I have raved about Couchsurfing’s Buenos Aires forum before (see: Top three ways to meet locals in Buenos Aires), but I have yet to mention the specific ‘language exchange’ subgroup. This thriving hub is where you’ll find all manner of people arranging group conversation sessions or requesting one-on-one meets. “My English for your Spanish”, “Your Italian for my French” etc. I even found a group of Argentinians wanting to get together to learn Dutch.
On Monday, I attended the weekly get-together of French speakers in Buenos Aires for the second time in a row.

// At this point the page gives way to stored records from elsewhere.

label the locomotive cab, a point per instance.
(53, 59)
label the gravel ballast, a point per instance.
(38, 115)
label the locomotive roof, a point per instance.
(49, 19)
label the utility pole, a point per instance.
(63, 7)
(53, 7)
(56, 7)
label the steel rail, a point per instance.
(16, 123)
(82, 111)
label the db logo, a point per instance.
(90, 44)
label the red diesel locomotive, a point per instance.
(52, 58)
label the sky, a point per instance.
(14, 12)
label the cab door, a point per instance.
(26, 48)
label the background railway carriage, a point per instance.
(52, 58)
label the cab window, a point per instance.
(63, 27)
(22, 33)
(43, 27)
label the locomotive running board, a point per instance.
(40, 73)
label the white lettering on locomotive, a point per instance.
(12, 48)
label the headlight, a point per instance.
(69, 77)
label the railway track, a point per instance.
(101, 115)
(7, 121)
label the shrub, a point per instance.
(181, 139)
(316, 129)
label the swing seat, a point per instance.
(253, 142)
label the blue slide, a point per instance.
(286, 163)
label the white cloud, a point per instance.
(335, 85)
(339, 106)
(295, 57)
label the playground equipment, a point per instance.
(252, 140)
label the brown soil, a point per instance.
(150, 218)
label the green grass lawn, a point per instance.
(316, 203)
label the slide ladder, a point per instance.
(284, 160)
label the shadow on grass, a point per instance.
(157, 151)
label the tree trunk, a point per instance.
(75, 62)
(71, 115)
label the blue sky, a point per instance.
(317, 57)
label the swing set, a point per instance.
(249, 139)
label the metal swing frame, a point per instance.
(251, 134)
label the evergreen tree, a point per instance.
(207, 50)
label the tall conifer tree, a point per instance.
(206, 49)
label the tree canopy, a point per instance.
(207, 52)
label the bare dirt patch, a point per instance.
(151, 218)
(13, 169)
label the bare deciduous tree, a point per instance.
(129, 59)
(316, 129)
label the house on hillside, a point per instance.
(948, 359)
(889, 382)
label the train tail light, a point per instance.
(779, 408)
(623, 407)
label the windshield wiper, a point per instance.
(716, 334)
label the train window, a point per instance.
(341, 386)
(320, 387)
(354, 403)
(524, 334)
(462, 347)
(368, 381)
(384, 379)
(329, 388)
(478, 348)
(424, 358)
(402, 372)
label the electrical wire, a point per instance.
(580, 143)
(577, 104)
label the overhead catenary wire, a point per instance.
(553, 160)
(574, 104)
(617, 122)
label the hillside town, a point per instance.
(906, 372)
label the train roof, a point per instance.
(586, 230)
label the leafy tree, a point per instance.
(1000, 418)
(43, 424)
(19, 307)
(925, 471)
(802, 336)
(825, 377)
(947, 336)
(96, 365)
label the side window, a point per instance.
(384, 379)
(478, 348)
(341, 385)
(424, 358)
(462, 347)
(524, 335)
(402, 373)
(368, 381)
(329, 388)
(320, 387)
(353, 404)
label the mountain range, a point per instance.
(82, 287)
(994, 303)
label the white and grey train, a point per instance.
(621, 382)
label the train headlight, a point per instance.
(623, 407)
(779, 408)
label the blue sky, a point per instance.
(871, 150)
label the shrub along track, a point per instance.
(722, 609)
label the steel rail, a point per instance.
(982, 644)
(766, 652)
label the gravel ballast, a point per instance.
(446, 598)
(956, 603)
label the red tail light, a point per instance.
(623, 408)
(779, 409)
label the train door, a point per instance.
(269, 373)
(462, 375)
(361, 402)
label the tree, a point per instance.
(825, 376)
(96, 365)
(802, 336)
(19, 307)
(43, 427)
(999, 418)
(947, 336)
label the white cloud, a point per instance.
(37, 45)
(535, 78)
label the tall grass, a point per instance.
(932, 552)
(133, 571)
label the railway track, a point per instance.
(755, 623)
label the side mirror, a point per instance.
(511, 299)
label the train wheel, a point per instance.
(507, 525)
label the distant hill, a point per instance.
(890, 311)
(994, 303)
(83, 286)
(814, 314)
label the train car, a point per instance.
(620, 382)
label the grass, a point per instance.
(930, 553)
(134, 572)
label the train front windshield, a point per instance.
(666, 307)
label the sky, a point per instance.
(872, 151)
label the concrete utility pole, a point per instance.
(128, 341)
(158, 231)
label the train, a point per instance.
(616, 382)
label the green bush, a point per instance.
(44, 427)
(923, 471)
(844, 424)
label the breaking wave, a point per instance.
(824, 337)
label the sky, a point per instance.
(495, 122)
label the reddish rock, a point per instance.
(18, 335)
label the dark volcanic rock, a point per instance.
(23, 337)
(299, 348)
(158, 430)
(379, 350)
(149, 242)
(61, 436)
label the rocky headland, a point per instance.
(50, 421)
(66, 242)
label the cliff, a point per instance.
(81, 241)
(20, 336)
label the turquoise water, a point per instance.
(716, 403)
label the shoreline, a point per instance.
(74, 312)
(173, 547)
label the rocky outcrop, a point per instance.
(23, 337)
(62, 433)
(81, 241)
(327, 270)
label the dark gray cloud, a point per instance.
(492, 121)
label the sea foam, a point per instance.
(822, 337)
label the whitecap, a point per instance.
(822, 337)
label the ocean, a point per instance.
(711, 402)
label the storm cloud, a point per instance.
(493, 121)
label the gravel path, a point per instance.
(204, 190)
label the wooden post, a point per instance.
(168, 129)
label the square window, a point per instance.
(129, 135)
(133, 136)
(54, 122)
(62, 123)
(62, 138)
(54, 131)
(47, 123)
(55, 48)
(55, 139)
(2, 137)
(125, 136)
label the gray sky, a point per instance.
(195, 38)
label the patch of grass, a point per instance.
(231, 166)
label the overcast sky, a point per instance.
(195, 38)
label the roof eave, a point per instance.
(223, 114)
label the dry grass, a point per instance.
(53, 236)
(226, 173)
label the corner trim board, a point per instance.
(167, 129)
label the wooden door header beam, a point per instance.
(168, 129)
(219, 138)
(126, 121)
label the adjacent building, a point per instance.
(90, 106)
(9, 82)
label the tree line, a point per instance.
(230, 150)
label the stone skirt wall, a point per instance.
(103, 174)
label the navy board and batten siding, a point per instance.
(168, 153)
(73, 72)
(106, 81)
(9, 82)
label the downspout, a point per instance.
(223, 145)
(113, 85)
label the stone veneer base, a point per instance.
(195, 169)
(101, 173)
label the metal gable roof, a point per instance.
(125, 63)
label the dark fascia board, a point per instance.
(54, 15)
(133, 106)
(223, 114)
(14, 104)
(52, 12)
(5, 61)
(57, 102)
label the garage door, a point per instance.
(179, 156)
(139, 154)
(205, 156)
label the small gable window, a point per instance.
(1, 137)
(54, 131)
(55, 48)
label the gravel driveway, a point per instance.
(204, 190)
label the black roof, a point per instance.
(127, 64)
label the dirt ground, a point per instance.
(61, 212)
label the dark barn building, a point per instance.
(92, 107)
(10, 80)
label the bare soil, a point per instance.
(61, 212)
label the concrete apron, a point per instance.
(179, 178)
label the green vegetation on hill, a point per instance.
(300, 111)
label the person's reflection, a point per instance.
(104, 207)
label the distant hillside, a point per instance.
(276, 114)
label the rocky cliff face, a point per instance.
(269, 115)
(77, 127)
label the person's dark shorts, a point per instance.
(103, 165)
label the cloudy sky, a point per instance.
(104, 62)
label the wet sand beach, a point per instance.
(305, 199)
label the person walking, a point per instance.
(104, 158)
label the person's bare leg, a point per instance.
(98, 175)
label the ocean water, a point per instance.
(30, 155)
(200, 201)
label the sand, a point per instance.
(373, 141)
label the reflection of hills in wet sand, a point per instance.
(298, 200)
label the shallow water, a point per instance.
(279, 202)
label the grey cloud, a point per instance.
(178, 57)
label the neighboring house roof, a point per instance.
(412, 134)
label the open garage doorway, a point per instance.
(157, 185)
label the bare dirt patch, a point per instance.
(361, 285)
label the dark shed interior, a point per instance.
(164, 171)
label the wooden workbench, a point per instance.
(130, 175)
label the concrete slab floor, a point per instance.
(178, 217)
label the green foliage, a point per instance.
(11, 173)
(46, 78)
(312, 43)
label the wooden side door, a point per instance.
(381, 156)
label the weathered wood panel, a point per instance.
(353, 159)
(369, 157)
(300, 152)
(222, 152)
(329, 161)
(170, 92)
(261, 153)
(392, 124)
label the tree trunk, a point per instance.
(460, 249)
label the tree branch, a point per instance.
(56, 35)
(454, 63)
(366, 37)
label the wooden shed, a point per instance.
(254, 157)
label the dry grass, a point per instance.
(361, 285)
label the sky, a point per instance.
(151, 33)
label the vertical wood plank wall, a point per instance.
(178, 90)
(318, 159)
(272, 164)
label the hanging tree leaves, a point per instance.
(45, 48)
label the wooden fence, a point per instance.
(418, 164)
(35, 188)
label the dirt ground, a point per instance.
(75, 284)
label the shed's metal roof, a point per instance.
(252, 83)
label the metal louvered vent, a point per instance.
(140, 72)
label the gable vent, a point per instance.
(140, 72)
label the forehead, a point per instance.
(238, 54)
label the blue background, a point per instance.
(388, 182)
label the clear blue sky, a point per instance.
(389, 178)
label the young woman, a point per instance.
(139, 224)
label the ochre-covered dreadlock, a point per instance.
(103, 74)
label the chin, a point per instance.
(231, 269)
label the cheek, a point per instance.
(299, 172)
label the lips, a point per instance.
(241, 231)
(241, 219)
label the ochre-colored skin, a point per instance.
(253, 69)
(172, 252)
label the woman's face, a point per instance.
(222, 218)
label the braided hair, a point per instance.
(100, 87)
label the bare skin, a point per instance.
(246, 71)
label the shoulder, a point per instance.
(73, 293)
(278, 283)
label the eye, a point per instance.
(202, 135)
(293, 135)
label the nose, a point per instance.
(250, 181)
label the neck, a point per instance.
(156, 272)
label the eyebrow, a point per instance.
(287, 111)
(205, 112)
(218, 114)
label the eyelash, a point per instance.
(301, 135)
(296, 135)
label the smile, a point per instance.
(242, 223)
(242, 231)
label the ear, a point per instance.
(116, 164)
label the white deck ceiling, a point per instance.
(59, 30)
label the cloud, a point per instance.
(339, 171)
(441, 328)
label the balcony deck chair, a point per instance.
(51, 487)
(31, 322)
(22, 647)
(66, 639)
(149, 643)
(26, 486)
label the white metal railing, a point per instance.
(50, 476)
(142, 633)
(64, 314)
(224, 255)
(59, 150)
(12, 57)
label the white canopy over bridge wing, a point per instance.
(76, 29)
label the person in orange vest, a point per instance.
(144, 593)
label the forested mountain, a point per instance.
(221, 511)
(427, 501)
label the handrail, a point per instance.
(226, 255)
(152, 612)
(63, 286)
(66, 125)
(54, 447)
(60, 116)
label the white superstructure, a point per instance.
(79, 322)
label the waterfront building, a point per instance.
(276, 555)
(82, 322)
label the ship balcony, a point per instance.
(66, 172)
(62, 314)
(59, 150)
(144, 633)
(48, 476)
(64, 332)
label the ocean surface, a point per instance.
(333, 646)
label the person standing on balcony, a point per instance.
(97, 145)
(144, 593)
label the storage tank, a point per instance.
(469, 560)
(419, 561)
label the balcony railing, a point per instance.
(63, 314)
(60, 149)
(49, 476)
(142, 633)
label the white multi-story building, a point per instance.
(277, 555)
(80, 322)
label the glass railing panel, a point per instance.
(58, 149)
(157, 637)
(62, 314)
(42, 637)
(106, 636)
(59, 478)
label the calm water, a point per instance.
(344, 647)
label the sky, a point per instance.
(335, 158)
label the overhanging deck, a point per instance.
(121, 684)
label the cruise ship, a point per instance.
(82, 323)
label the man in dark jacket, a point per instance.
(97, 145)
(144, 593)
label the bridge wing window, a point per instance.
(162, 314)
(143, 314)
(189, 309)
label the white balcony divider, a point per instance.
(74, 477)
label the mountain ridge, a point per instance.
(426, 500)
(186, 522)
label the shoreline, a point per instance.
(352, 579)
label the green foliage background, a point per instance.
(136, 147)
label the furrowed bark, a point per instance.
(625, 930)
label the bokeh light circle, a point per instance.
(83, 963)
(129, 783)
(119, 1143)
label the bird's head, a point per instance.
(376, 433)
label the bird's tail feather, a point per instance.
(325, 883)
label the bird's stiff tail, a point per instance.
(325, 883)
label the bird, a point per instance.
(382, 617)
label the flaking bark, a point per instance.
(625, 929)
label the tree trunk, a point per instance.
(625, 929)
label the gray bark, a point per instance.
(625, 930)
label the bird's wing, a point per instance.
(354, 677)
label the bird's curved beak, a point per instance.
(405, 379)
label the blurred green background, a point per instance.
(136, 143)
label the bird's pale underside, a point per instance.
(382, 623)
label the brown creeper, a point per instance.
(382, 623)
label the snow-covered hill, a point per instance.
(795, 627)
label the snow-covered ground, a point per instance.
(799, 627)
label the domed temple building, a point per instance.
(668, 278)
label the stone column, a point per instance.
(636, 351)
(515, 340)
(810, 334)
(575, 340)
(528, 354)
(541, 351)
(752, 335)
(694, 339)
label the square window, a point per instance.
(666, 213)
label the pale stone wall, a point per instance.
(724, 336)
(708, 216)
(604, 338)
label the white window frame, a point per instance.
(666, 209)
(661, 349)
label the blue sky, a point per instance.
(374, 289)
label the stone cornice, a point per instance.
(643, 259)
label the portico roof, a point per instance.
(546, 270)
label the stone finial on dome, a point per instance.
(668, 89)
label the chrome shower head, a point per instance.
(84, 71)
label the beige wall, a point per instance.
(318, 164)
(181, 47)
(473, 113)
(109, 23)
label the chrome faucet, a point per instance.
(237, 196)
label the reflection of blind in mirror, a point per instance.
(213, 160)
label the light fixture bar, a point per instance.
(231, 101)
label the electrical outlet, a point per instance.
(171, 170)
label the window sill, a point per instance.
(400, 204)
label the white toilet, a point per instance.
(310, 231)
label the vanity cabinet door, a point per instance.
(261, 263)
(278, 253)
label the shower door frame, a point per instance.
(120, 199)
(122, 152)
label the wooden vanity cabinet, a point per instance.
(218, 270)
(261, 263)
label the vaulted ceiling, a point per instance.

Ever since August they have been meeting at around 8.30pm for a relaxed conversation session over a few drinks in Bar Madagascar on Plaza Serrano.
I was a bit nervous about turning up for the first time, as my French is beyond rusty, but I found them to be a really friendly bunch. They insist that it doesn’t matter if you speak slowly, if you make mistakes or if you revert to another language when you get stuck. Everyone is welcome, no matter what level they’re at. The group is almost all Argentinian, although native French speakers pop along from time to time too. Indeed, it was a French friend that alerted me to the group. She’s a teacher (francesamedida.com) and now recommends her students attend these free sessions for extra practice.
The BA couchsurfing forum is particularly outstanding, but I am sure many of the other city forums worldwide are just as good for finding and arranging language exchanges. As always, if you don’t see a meet-up that’s already on the cards, you can dive in and arrange one yourself. As an English speaker, you’ll soon find there are plenty of people who’ll be willing to do a skill swap.
Recently, I have meet a lot of people who are here in Argentina to learn Spanish and as they approach the end of their trip they are worried about falling out of practice when they arrive home. Couchsurfing could be their best bet for keeping up those skills.